Я с детства собирал марки. Сначала обычно, как все. Покупал в магазине на углу Кузнецкого и Петровки. Там еще помещалось фотоателье великого Свищова-Паолы, и у меня даже есть фотография. Я сижу на резном столике в сандалиях, в белой рубашке с бантом, и у меня на лбу немыслимой красоты челка. Я даже помню душный свет ателье, нацеленное око полированного ящика на штативе и отвратительное ощущение накрахмаленной рубахи. Что делать? Ужасы не забываются. А лет мне на фотографии – пять.

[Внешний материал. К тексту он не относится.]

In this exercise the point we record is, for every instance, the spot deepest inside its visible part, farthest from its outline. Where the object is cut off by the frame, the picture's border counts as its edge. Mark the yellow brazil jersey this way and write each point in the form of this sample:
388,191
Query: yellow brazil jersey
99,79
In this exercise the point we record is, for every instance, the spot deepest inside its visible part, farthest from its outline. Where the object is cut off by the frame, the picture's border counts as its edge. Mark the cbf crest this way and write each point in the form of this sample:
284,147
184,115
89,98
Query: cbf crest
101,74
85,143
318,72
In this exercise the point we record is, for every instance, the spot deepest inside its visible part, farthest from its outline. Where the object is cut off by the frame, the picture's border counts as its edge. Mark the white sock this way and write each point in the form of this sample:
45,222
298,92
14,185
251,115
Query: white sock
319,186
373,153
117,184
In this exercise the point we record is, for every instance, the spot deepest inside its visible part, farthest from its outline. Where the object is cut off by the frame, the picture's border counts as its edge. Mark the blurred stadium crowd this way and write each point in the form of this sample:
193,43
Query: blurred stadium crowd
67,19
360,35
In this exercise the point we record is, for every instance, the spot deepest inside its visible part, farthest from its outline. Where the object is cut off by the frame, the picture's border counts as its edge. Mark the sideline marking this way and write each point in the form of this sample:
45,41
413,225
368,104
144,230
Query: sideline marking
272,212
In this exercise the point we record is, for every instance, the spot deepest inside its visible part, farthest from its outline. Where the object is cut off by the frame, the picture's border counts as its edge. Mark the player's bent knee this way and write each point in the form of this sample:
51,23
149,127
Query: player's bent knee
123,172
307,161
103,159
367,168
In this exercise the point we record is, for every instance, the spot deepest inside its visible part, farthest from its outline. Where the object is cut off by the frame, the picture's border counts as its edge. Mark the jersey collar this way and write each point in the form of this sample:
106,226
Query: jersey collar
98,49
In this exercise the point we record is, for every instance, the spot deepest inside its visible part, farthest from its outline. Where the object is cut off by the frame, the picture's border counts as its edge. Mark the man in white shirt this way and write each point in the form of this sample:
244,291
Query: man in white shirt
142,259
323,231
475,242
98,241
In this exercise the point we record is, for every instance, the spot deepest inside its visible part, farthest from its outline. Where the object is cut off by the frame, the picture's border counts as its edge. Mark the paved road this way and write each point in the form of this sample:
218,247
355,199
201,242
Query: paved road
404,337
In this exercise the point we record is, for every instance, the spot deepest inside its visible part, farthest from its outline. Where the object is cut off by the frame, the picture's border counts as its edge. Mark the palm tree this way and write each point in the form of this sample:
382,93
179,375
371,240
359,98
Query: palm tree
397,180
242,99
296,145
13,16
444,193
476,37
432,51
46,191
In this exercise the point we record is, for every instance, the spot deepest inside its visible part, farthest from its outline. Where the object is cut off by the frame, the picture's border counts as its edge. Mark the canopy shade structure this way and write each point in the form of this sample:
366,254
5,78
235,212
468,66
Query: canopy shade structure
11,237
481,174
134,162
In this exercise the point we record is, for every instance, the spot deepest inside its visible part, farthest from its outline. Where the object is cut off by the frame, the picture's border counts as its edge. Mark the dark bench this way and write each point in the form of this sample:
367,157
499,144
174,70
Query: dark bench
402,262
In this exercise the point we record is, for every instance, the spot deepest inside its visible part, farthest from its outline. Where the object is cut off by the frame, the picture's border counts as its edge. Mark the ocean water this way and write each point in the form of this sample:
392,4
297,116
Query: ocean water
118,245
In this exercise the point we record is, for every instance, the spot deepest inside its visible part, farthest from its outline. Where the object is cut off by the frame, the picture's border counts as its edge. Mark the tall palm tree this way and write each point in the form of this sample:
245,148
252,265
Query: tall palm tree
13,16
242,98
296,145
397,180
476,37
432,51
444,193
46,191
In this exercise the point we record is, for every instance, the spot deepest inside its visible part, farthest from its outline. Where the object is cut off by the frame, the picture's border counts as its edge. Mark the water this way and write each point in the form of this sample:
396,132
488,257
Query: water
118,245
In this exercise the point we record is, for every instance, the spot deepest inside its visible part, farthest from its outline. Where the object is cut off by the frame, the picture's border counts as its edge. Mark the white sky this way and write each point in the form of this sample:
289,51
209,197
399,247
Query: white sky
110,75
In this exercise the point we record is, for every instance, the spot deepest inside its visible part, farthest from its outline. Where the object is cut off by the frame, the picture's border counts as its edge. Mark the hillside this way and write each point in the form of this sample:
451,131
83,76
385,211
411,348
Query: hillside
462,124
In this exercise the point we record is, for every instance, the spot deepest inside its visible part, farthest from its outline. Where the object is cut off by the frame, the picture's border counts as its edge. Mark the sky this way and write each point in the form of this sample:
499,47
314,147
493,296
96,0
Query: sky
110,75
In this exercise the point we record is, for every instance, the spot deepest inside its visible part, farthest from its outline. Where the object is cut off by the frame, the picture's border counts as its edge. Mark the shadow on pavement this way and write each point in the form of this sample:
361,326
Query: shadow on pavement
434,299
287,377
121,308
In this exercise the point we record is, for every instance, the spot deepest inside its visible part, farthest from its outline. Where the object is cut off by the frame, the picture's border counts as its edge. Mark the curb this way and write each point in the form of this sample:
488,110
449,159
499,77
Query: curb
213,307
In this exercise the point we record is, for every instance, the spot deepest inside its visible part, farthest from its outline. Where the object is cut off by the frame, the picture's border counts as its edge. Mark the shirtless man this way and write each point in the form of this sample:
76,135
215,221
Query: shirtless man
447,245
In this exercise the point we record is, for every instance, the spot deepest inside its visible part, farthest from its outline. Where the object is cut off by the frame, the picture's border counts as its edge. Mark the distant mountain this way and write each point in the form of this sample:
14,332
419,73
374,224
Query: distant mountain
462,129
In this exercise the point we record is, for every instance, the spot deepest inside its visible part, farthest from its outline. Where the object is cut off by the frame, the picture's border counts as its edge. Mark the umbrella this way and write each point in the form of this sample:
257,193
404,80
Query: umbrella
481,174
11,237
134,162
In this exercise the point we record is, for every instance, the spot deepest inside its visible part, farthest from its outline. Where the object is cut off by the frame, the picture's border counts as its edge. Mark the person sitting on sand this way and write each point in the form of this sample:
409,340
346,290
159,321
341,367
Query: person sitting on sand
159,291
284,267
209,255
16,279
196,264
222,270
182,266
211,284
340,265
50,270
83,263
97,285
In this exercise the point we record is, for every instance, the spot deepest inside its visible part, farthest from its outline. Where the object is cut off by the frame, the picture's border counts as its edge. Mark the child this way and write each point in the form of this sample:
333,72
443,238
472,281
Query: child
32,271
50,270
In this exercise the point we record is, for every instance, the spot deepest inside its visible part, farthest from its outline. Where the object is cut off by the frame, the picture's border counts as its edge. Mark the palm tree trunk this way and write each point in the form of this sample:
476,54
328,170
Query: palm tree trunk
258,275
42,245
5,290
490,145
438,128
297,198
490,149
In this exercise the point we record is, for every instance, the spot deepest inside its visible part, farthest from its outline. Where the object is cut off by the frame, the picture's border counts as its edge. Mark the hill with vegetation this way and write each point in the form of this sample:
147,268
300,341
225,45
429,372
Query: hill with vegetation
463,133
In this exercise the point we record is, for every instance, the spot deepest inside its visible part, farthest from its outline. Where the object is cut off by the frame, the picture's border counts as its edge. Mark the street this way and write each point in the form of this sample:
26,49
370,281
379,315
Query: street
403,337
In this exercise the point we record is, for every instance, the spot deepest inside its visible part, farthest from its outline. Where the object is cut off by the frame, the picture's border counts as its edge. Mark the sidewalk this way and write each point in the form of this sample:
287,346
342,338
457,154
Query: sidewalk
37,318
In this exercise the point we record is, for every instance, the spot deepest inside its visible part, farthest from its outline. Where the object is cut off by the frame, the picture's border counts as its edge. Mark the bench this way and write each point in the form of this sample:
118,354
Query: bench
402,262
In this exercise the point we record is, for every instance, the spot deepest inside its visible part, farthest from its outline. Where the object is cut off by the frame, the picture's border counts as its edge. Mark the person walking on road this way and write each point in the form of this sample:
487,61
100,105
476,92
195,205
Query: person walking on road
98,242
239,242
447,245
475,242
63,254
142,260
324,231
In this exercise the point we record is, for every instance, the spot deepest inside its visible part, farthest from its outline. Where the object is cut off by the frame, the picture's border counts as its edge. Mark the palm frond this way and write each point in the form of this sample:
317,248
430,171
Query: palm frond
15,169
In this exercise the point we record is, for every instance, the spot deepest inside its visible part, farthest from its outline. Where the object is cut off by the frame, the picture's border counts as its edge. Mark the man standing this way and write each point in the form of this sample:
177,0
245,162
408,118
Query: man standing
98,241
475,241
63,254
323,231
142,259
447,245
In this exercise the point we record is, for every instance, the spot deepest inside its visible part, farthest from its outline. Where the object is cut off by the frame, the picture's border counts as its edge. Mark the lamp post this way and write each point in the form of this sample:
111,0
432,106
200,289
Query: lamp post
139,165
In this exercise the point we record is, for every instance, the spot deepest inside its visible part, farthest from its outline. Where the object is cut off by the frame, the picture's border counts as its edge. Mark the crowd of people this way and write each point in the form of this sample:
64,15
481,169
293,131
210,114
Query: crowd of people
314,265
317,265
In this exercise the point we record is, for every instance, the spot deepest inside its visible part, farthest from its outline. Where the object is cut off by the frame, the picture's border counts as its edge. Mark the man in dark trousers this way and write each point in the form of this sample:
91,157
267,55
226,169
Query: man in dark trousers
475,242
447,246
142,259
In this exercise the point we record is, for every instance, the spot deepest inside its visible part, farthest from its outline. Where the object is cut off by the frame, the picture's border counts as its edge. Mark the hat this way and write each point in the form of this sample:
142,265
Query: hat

В этом магазинчике я покупал марки, зеленые полоски бумаги для наклейки, один раз купил бронзовую монетку, а на ней был маленький выпуклый лось и написано микроскопически: «1 копейка, 1922 г., гарантировано». И на обратной стороне – «2-я госуд. шорно-футляр. и чемодан. фабр.». Она у меня и сейчас есть. Однажды я решил продать марки. Я собрал двойники, сложил их в тетрадку и пошел на угол к магазину, где топтались и шушукались взрослые и дети и слышались слова: «Цейлон», «Британская Гвиана», «Вюртемберг», «Любек», «Бремен». Ко мне подошли трое мальчишек. Я раскрыл тетрадку, и они стали копаться в марках. Потом один захлопнул тетрадку, вспорхнули в воздух двойники, и мальчишки побежали. Я сначала не понял, а потом понял и помчался за ними. Пробежали проходными дворами, и я схватил одного, самого маленького. Марок у него не было, шея. за которую я схватил, была мягкая, а дальше что? Душить его, бить? Марок ведь у него нет. Я отпустил его и пошел обратно. На углу уже торговали моими марками. Меня трясло, а жаловаться некуда – мы здесь все жулики. Сырой туман на Кузнецком, люди спешат по своим делам, а мы марками торгуем. Не мне, лопуху, этим заниматься, для этого нужна шакалья психология. Я ушел. В тот же вечер приехала бабка из Ленинграда и привезла мне в подарок два старинных альбома с марками, которые остались у нее от старшего сына, студента, красного командира, он умер от тифа в гражданскую где-то под Киевом. Вот все, что я знаю о нем. Потому что бабка умерла и я вовремя не расспросил. И еще я знаю, что моя мама сначала влюбилась в него, а потом вышла замуж за моего отца. Эти альбомы и сейчас у меня, и в них старинные марки – самые первые на свете, 1848 года, с профилем королевы Виктории, и даже «Земская почта Российская» – это все дорогие марки.